Not only that, but couching pro-worker policies in terms of benefits for ownership obscures the issue, and implicitly makes the argument that we should only have pro-worker policies when they are also pro-ownership. That's nonsense, since there are millions and millions of workers and we ostensibly have a democracy.

Most but not all EU states. And many other EU states are very close to US productivity while they're working less http://time.com/4621185/worker-productivity-countries/ So threatening worker's lives and not having a single day of vacation or sick time are clearly not the reason for higher productivity. They're just there to make people's lives more miserable and continue a culture obsessed with control and enslavement. Anyway, productivity only matters to business owners. Workers couldn't give a shit. They just can't get their concerns addressed because we live in a plutocratic oligarchy which hardly qualifies as a democracy.

Yes, this was exactly my point. We shouldn't care about productivity: we want affordable childcare, as much sick time as a doctor tells us to take, and guaranteed vacations. Making the argument that ownership should give us these things because it will make them richer is a losing game. They should be forced to give us these things because we want them, and we're the ones in charge.

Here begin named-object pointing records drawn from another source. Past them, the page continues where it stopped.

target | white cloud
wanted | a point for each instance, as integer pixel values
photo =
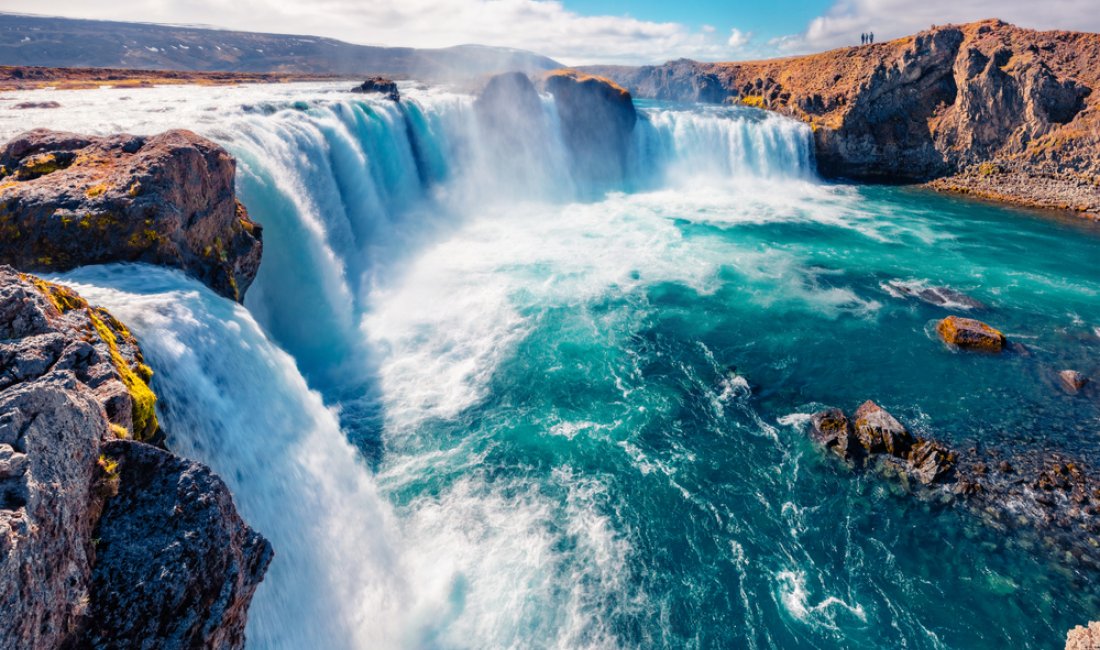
(738, 39)
(890, 19)
(546, 26)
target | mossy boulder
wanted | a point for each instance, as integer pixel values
(92, 520)
(968, 333)
(68, 200)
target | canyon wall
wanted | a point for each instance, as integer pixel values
(985, 108)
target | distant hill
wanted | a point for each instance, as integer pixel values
(62, 42)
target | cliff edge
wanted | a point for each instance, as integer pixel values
(985, 108)
(105, 540)
(68, 200)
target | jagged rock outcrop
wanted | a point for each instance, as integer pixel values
(968, 333)
(1084, 638)
(174, 561)
(1043, 497)
(67, 200)
(985, 108)
(73, 393)
(380, 86)
(597, 118)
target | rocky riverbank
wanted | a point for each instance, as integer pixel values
(68, 200)
(105, 540)
(986, 109)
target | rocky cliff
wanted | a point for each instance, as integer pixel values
(105, 541)
(67, 200)
(983, 108)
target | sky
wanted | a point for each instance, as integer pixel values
(590, 31)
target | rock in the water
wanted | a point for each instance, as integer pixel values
(597, 117)
(68, 200)
(174, 561)
(1073, 381)
(35, 105)
(380, 86)
(72, 379)
(879, 432)
(970, 334)
(1084, 638)
(832, 428)
(930, 461)
(1041, 495)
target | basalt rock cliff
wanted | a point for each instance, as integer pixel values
(68, 200)
(983, 108)
(105, 541)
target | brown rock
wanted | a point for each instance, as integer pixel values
(987, 108)
(72, 383)
(68, 200)
(879, 432)
(1073, 381)
(832, 428)
(1084, 638)
(970, 334)
(597, 117)
(380, 86)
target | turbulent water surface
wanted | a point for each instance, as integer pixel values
(475, 401)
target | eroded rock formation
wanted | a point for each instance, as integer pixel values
(597, 118)
(67, 200)
(91, 519)
(985, 108)
(1044, 497)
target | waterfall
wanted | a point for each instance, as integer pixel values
(351, 191)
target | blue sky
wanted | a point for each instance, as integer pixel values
(590, 31)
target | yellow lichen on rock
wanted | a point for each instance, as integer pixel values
(135, 379)
(971, 334)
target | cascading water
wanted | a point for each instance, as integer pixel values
(534, 436)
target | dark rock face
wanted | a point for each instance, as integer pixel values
(1041, 495)
(73, 381)
(380, 86)
(983, 108)
(970, 334)
(597, 118)
(879, 432)
(145, 582)
(1073, 381)
(67, 200)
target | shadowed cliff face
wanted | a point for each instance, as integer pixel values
(596, 118)
(102, 537)
(67, 200)
(1004, 112)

I totally agree with everything except the part where "we're the ones in charge." Popular support for things like national healthcare and time off hasn't yet made those things happen. As long as representatives take money from the rich, it's dishonest to say that regular people have a say in a republic like ours. By the rich, for the rich is more like it. Even the Supreme Court agrees. What chance does popular support have against billions of dollars spent on corruption... Oops I meant lobbying. Like there's a difference.

European perspective: Of my legally mandated 4 wks of vacation, I have to take at least one consecutive two-week chunk.

Obviously, I as the employee have to put in the request for that, and it 100% depends on the company if they actually care enough about labor laws to force/enable me to do so.

Similar in Norway, where there are times of the year companies basically shutdown or run on minimal staff. In Norway this is July, Italy has similar for August.

But ultimately I think it's culture as much as policies. The US, and lesser extent the UK, has a culture of submitting to work over life (as do other countries, so not singling out the US or UK here). In the UK I had to nag people to take holidays and there was usually a holiday crunch at the end of the year when lots of people took time of just because they had to.

Whereas, living in Norway now, the Scandinavian ethic of maintaining a good work/life balance means there's not really a problem of people not using all their holidays. Or work much overtime either.

Really? Which country mandates that? Or do you mean it's employer-mandated?

This is Switzerland and part of the OR ("Obligationenrecht"), §329c, paragraph 1 [0]

[0] https://www.admin.ch/opc/en/classified-compilation/19110009/...

The law in Germany pretty much states the same.

Don't forget that regardless of your other vacation policies, people in finance should be required to take multi-week vacations each year, at different times each year.

How do you handle the person who’s taking a lot more time off than others?

I don't understand miscommunications like this between employer and employee.

I think the employer needs a more specific solution than "unlimited vacation" if the concern about fixed-allowance leave was a lack of flexibility for shit-happens situations.

I'd be curious about "compensated for work done".

Not taking paid vacation you're allowed to take is so weird. I mean, it's like not taking your whole paycheck and leaving it to your employer.